Democracy Meets Ethnic Antagonism in the Gross Old Party

Political scientist Larry Bartels has a paper with lots of statistics. It’s called “Ethnic Antagonism Erodes Republicans’ Commitment to Democracy”. It falls under the category “careful statistical confirmation of something we already knew”. But in case there’s any doubt, here are a few excerpts:

Political developments in the United States and around the world have drawn attention to the question of “how democracies die”. While the role of ordinary citizens in democratic backsliding is by no means settled, concerns about “democratic deconsolidation” and “democratic erosion” have prompted renewed attention to public attitudes regarding democracy and democratic norms.

. . . I find that substantial numbers of Republicans endorse statements contemplating violations of key democratic norms, including respect for the law and for the outcomes of elections and eschewing the use of force in pursuit of political ends. The strongest predictor by far of these antidemocratic attitudes is ethnic antagonism—especially concerns about the political power and claims on government resources of immigrants, African-Americans, and Latinos. The strong tendency of ethnocentric Republicans to countenance violence and lawlessness, even prospectively and hypothetically, underlines the significance of ethnic conflict in contemporary US politics.
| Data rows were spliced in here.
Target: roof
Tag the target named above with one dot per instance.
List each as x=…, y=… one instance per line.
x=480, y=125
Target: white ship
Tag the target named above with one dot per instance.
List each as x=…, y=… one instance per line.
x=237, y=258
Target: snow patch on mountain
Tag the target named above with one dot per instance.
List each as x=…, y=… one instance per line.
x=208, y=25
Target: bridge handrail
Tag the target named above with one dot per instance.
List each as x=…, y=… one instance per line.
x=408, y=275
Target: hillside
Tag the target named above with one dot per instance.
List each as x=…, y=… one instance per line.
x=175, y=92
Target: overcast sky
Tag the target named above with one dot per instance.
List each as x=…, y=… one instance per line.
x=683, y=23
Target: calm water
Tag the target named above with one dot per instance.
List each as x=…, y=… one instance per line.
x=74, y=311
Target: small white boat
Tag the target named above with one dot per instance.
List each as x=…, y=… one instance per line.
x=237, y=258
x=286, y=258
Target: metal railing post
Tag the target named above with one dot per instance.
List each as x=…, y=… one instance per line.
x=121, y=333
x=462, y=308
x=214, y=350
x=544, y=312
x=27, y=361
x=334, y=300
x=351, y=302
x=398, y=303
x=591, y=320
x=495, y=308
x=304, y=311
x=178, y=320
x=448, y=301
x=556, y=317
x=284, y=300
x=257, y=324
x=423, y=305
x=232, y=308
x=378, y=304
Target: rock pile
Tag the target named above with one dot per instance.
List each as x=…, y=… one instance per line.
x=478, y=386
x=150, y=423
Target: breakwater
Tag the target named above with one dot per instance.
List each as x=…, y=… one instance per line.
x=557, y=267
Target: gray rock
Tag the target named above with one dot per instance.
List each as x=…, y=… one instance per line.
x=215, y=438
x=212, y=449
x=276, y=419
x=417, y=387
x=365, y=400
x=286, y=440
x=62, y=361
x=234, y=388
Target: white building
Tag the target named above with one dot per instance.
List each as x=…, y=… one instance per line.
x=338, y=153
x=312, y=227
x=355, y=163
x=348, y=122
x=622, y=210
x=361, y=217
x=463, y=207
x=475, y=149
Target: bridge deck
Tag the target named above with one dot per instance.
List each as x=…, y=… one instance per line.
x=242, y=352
Most Republicans in a January 2020 survey agreed that “the traditional American way of life is disappearing so fast that we may have to use force to save it.” More than 40% agreed that “a time will come when patriotic Americans have to take the law into their own hands.” (In both cases, most of the rest said they were unsure; only one in four or five disagreed.) I use 127 survey items to measure six potential bases of these and other antidemocratic sentiments: partisan affect, enthusiasm for President Txxxx, political cynicism, economic conservatism, cultural conservatism, and ethnic antagonism. . . .

The support expressed by many Republicans for violations of a variety of crucial democratic norms is primarily attributable not to partisan affect, enthusiasm for President Txxxx, political cynicism, economic conservatism, or general cultural conservatism, but to what I have termed ethnic antagonism. The single survey item with the highest average correlation with antidemocratic sentiments is . . . an item inviting respondents to agree that “discrimination against whites is as big a problem today as discrimination against blacks and other minorities.” Not far behind are items positing that “things have changed so much that I often feel like a stranger in my own country,” that immigrants get more than their fair share of government resources, that people on welfare often have it better than those who work for a living, that speaking English is “essential for being a true American,” and that African-Americans “need to stop using racism as an excuse”. . .

The powerful effects of ethnic antagonism on Republicans’ antidemocratic attitudes underscore the extent to which this particular threat to democratic values is concentrated in the contemporary Republican Party. Seventy-eight percent of Democrats and Democratic-leaning Independents in the 2020 survey had ethnic antagonism scores below the fifth percentile of the Republican distribution, while 98% had scores below the Republican average. . . . In this respect, among others, the attitudes of Republicans and Democrats are sharply polarized. . . .

One of the most politically salient features of the contemporary United States is the looming demographic transition from a majority-White to a “majority-minority” country. Several years ago, reminding White Americans of that prospect significantly altered their political attitudes. Now, President Txxxx and Fox News remind them, implicitly or explicitly, on an almost-daily basis. For those who view demographic change as a significant threat to “the traditional American way of life,” the political stakes could hardly be higher.


For those who view the Republican Party as a significant threat to “the traditional American way of life”, the political stakes could hardly be higher as well. I bet Prof. Bartels, after studying the matter, would recommend voting for every Democrat up and down the ballot.